As a result of her resurrection in Supergirl #50, she is said to have all the inherent abilities and weaknesses of "Those alien races" which were duplicated by the suit as the result of her return from the dead. While the exact number of alien races whose powers are duplicated by the suit are unknown, Kryptonian powers are among the powerset, as she displayed the ability to use Heat Vision shortly after her recovery by Sam Lane's forces when she was reborn. She confirms that she possesses super hearing when she murders a scientist working for Lane, though she does so with some form of energy blast from her hand, a power that is not among the abilities of a Kryptonian. If this statement is accurate, Lucy Lane now shares the inherent weakness to Kryptonite which all Kryptonians possess.

==In other media==
===Television===

Lucy and Lois Lane as depicted in Smallville (top). Jenna Dewan as Lucy Lane in Supergirl.

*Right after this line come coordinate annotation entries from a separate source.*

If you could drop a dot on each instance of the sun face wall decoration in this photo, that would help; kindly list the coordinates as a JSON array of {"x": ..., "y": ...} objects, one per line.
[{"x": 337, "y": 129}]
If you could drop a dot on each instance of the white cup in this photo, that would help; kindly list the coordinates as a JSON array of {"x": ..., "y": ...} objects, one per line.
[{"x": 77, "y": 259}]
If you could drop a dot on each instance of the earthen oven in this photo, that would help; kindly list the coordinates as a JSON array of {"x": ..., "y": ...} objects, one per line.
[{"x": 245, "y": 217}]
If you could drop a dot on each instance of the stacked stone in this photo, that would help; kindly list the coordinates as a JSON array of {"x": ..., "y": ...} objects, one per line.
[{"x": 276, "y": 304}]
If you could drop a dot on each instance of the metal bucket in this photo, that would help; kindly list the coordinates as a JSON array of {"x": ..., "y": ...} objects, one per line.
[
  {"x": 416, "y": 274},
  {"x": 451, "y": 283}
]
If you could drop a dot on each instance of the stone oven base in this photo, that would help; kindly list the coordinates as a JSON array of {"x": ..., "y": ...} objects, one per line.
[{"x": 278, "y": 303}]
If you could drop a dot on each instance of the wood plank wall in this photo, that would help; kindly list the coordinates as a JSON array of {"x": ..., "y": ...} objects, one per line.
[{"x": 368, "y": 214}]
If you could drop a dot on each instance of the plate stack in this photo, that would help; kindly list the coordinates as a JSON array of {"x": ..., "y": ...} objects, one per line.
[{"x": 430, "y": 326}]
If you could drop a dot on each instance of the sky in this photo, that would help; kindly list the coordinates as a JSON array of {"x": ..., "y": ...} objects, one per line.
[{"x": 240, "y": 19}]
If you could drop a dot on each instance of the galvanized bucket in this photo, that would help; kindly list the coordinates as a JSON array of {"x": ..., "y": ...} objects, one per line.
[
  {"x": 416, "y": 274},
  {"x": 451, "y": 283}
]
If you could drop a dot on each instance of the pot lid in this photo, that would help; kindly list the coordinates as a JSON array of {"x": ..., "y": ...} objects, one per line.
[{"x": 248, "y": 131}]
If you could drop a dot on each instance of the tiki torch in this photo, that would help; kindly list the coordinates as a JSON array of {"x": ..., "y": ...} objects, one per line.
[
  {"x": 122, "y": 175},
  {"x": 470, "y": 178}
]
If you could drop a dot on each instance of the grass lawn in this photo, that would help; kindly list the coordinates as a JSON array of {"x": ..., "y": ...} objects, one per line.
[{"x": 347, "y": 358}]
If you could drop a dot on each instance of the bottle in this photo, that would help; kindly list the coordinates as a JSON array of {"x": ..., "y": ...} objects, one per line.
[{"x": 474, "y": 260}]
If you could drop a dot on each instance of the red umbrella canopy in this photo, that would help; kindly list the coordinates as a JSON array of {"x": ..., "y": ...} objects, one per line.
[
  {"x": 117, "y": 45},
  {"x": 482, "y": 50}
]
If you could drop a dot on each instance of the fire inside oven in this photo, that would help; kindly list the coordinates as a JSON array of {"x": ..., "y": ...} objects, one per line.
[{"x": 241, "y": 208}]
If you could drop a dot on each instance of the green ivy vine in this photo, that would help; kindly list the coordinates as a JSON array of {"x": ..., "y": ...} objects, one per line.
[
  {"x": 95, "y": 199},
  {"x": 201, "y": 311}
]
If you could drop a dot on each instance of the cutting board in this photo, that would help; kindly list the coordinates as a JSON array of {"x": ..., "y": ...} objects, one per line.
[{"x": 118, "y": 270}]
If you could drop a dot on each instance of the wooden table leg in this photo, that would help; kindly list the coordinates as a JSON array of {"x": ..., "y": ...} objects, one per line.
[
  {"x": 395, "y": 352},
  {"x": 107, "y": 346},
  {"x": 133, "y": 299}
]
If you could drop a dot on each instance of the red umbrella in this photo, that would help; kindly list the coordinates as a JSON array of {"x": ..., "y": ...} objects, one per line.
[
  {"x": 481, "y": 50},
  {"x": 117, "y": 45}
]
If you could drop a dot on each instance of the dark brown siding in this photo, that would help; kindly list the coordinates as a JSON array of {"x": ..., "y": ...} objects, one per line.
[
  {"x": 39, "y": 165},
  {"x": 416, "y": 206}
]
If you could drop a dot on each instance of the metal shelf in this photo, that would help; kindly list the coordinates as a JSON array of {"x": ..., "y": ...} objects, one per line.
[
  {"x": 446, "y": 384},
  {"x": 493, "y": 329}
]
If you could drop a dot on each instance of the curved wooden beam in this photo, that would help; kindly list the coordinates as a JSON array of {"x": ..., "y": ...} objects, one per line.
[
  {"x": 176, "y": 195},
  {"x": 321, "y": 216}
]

- A young Lucy Lane appears in the Superman: The Animated Series episode "Monkey Fun", voiced by Aria Curzon.
- Lucy Lane appears in Lois & Clark: The New Adventures of Superman, initially portrayed by Elizabeth Barondes and subsequently by Roxana Zal.
- Lucy Lane appears in Smallville, portrayed by Peyton List. This version is an intelligent femme fatale who speaks different languages, is an expert at skiing and violin playing, and had an easier childhood than Lois.
- Lucy Lane appears in Supergirl (2015), portrayed by Jenna Dewan. This version is a major in the United States Army Judge Advocate General's Corps.
- Lucy Lane appears in Superman & Lois, portrayed again by Jenna Dewan. This version is a doppelgänger of the Supergirl incarnation and a member of Ally Alston's Inverse Society cult who is estranged from her family following a near-fatal suicide attempt, having come to see Ally as a surrogate mother figure. After Ally reveals her intentions to merge her Earth with the Inverse Earth, Lucy defects to Superman and makes amends with Lois once Ally is defeated and imprisoned.

===Film===
A teenage Lucy Lane appears in Supergirl (1984), portrayed by Maureen Teefy.